Friday, March 20, 2009

Panic, Problem-Solving, Potties, and Peace

I was driving home from my parents' house tonight when Ainsley calmly stated "I have to go potty". Now, when Ainsley actually admits she has to go, you know it's serious. The kid can hold it forever and we usually have to make her sit on the toilet, enduring protests of "I can't go! I don't have to go! I'm not going to go!", as she is tee-teeing.

I had all four kids with me. How the heck was this going to end well.

Me: We're about 6 minutes (10, really) from home, sweetie. Can you hold it?
Ainsley: No.
Me: Are you sure? Try really hard.
Ainsley: I can't.

A quick glance in the rear view mirror revealed a pained 4-year-old face.

Me: AAAAGHGHHGHGGH! (in my head) Okay. We'll stop somewhere. Just try to hang in there. (out loud)
Ainsley: Where are we going to stop?

I had no earthly idea. I figured by the time I pulled over, got everyone unloaded, ran into random bathroom-having-establishment, there would be a puddle somewhere and I'd rather it not be in the super-cool minivan. *
I mean, surely I can't leave the kidlets in the car? Why did our friends have to move from that street we just passed? Who do I know that lives close by?
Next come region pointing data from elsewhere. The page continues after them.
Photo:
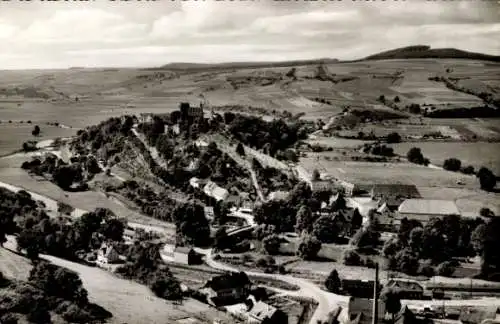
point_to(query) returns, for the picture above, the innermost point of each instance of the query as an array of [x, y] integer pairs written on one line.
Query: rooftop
[[428, 206]]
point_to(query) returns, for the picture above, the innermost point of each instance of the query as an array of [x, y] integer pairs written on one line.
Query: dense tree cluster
[[49, 289], [145, 266], [191, 224], [415, 155], [271, 136], [65, 239], [440, 240], [16, 205], [487, 179], [67, 176]]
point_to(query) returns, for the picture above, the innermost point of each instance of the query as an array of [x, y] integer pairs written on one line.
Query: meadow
[[477, 154]]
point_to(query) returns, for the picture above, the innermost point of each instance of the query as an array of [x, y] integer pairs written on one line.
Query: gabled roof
[[183, 249], [228, 281], [213, 190], [261, 310], [406, 285], [429, 206]]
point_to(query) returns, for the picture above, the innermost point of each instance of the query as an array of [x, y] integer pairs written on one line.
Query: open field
[[11, 173], [369, 173], [12, 136], [131, 302], [476, 154]]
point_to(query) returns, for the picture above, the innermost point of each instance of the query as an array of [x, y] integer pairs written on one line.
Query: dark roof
[[183, 249], [477, 315], [395, 191], [228, 281]]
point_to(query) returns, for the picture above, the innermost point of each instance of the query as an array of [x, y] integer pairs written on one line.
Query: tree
[[63, 208], [240, 149], [452, 164], [316, 176], [332, 282], [309, 247], [445, 269], [491, 242], [36, 130], [305, 219], [326, 229], [356, 221], [393, 138], [415, 155], [351, 258], [271, 244], [166, 286], [392, 300], [113, 229], [487, 179], [468, 169]]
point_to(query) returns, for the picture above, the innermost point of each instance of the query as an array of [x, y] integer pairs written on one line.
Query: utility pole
[[375, 297]]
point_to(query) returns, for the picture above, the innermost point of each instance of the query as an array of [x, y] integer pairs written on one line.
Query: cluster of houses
[[233, 292]]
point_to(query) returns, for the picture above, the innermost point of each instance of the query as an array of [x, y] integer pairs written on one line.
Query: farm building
[[424, 209], [321, 185], [278, 195], [393, 194], [178, 254], [227, 289], [469, 315], [259, 312], [107, 254], [188, 111], [209, 212], [211, 189], [409, 289], [358, 288]]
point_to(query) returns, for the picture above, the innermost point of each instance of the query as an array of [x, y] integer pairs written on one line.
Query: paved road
[[327, 302]]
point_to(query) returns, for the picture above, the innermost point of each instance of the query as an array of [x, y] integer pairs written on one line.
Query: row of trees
[[427, 249], [49, 289]]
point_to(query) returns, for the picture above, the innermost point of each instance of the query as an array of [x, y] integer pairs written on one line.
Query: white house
[[107, 254]]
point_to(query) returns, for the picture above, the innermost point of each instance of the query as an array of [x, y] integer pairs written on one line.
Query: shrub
[[445, 269], [452, 164], [352, 258], [426, 269], [468, 170], [9, 318], [309, 247]]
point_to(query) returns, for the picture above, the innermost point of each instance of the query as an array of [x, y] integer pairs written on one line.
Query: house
[[209, 212], [358, 288], [409, 289], [107, 254], [188, 111], [278, 195], [321, 185], [211, 189], [424, 209], [470, 315], [178, 254], [392, 195], [227, 289], [146, 118], [259, 312]]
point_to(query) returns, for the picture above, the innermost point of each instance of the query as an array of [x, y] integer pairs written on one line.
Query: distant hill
[[243, 65], [424, 51]]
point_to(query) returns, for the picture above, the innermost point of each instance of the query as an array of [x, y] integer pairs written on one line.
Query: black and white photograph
[[249, 161]]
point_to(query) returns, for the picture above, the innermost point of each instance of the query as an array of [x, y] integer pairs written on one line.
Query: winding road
[[327, 302]]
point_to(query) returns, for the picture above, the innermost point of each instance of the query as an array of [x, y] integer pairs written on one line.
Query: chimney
[[375, 297]]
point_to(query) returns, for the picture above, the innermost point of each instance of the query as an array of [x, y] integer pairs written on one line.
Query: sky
[[135, 33]]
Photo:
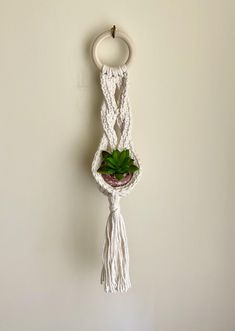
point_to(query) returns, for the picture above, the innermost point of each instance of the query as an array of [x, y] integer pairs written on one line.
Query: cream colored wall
[[179, 217]]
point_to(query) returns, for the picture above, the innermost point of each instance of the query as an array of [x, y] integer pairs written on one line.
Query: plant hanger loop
[[114, 33]]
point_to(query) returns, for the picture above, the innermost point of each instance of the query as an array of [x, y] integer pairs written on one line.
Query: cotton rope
[[116, 122]]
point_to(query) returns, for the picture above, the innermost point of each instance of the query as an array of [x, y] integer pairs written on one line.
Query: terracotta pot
[[113, 181]]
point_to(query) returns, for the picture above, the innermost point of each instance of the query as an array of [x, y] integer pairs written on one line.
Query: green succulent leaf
[[106, 170], [111, 160], [115, 155], [105, 154], [117, 163], [124, 155], [133, 168]]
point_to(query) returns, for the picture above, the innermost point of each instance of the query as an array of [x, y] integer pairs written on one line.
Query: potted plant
[[117, 168]]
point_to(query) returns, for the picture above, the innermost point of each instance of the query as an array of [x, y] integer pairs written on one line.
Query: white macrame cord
[[116, 122]]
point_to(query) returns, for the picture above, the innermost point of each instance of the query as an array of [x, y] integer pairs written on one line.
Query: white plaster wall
[[180, 216]]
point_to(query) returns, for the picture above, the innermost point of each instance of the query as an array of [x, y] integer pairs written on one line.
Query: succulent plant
[[117, 163]]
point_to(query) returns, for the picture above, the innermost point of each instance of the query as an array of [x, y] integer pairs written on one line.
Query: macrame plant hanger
[[116, 122]]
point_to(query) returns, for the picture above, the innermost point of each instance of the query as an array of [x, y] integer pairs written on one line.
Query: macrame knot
[[114, 203]]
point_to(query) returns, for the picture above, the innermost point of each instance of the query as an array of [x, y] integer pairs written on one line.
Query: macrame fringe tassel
[[115, 271]]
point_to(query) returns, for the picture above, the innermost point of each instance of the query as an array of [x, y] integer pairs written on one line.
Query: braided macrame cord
[[116, 122]]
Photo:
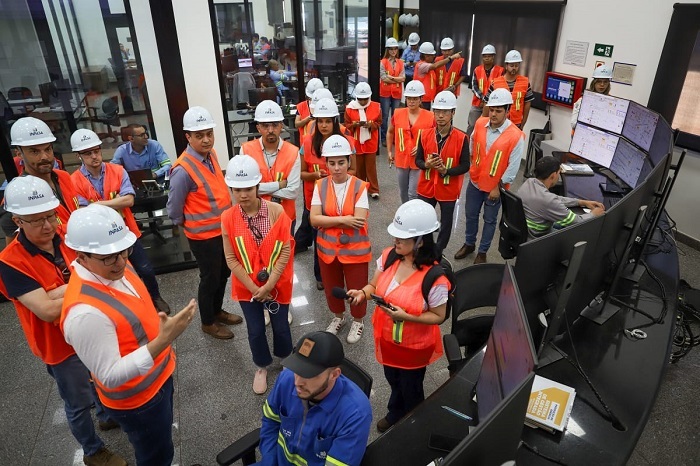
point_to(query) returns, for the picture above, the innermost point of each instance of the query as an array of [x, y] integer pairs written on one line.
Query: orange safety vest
[[70, 197], [137, 323], [44, 338], [254, 258], [203, 207], [430, 83], [484, 81], [112, 184], [357, 250], [406, 135], [393, 90], [430, 183], [303, 111], [404, 344], [374, 113], [284, 162], [518, 93], [488, 167], [451, 74]]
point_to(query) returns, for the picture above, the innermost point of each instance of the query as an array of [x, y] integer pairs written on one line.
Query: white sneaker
[[335, 325], [355, 331]]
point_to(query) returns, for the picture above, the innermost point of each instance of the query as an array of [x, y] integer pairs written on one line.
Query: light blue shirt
[[515, 156], [153, 156], [98, 183]]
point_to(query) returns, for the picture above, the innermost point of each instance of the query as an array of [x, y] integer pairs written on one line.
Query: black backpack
[[436, 271]]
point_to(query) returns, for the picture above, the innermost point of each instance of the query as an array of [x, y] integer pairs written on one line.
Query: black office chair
[[479, 286], [244, 448], [513, 226]]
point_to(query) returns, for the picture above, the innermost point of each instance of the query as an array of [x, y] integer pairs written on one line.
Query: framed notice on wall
[[623, 73]]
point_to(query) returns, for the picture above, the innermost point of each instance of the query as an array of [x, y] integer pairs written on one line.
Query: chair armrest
[[453, 352], [241, 449]]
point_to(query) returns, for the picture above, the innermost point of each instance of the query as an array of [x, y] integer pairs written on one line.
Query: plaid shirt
[[260, 222]]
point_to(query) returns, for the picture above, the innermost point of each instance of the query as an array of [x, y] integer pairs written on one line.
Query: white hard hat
[[391, 42], [426, 48], [413, 218], [513, 57], [27, 195], [30, 131], [84, 139], [242, 171], [98, 229], [414, 88], [268, 111], [447, 44], [336, 146], [445, 100], [197, 119], [312, 86], [363, 91], [488, 50], [499, 97], [326, 108], [322, 93], [602, 72]]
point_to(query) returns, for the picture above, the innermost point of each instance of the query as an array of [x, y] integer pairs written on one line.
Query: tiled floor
[[214, 402]]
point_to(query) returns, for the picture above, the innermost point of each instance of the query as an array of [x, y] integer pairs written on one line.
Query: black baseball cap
[[314, 353]]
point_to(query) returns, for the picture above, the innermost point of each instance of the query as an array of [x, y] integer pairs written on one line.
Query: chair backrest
[[358, 375], [513, 226], [479, 286]]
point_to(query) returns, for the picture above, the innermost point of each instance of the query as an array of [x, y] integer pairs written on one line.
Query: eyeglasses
[[112, 258], [39, 222]]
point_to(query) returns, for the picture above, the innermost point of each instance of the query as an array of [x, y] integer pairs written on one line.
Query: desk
[[626, 373]]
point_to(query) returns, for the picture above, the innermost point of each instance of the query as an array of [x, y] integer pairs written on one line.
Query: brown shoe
[[228, 318], [218, 331], [104, 457], [161, 305], [464, 251]]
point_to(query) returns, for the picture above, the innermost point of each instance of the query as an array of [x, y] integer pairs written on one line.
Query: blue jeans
[[73, 383], [389, 104], [475, 199], [281, 335], [150, 427], [139, 260]]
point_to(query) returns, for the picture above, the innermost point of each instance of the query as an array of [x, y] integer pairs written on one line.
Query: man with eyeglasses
[[34, 142], [107, 184], [116, 331], [34, 270], [278, 160], [198, 196], [141, 153]]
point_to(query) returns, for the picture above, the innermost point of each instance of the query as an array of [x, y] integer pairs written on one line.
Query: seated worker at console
[[315, 415], [545, 210]]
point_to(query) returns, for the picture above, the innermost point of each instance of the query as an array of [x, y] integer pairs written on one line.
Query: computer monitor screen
[[627, 163], [510, 354], [640, 125], [594, 145], [603, 111]]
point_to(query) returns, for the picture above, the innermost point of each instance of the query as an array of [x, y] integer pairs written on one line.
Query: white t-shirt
[[341, 191]]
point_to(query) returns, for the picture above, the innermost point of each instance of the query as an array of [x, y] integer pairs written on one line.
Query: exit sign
[[602, 50]]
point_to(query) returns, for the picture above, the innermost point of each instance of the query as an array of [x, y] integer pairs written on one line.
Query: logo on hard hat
[[35, 195], [115, 229]]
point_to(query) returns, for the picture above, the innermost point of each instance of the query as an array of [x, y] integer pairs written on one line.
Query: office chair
[[513, 226], [244, 448], [482, 285], [108, 117]]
Ahhh. Brilliant thought. I called home.

John: Yes? (caller ID has to be in the top ten of greatest inventions)
Me: GET IN THE CAR NOW AND MEET ME AT BREAD CO AINSLEY HAS TO GO POTTY AND CAN'T WAIT!
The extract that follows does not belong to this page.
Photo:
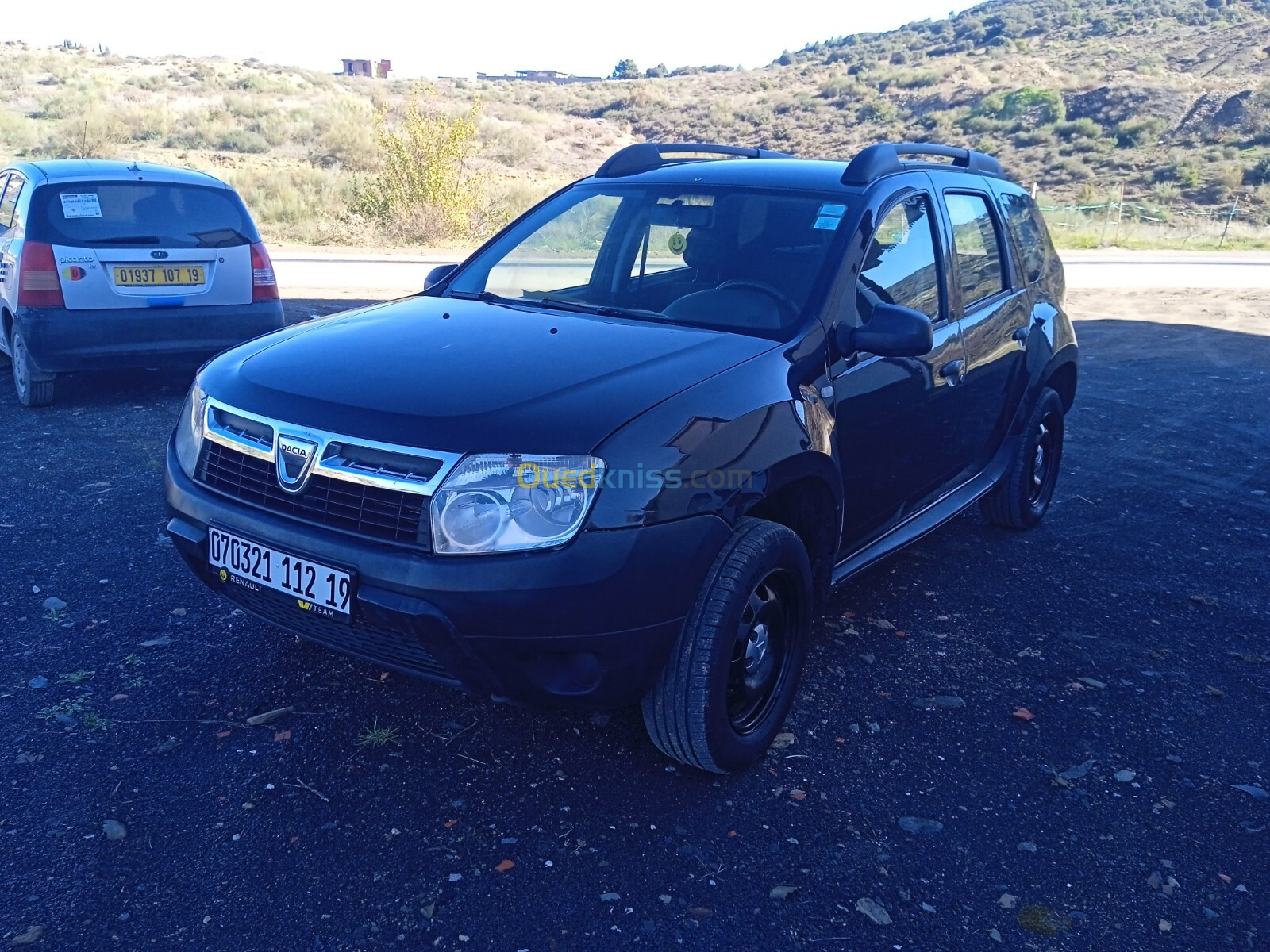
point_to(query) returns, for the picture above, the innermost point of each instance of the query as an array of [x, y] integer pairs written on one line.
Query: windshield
[[709, 257], [92, 213]]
This was a half-way point. My genius mind knew there would be no accidents today.

Rest of story: sped down major road, whipped into parking lot on two wheels (slight exaggeration), parked, flung open doors, briefly considered just having Ainsley squat on the grassy area, considered it again when she started hopping with her legs crossed (who would ticket a kid for public urination?), thought abandoned when I saw John pulling in to take over the triplets.

We raced inside, had to use the men's restroom because someone was in the women's (of course). This was thrilling for her = 599 questions about the who, whats, whys, wheres, etc.

Ultimately, victory. No puddles, not even a leak.

aaahhhhh. All was well.

*I do not think the minivan is super-cool.

3 comments:

Mary said...

quick thinking! glad it worked out. Puddles suck, but not the end of the world. Unless they involve carseats. Then they suck. that comes from experience.

Clan Goodrich said...

Supermommy's quick thinking saves the day again! :)

I plan on keeping a spare potty seat in the trunk for occassions just like this (with a supply of liners, of course!). I can't even imagine that day....

susie said...

so very true..........when she has to go.............its almost too late! Woo hoo for John making it in time.....the thought of 4 of them in a public rr is enough for a tv show!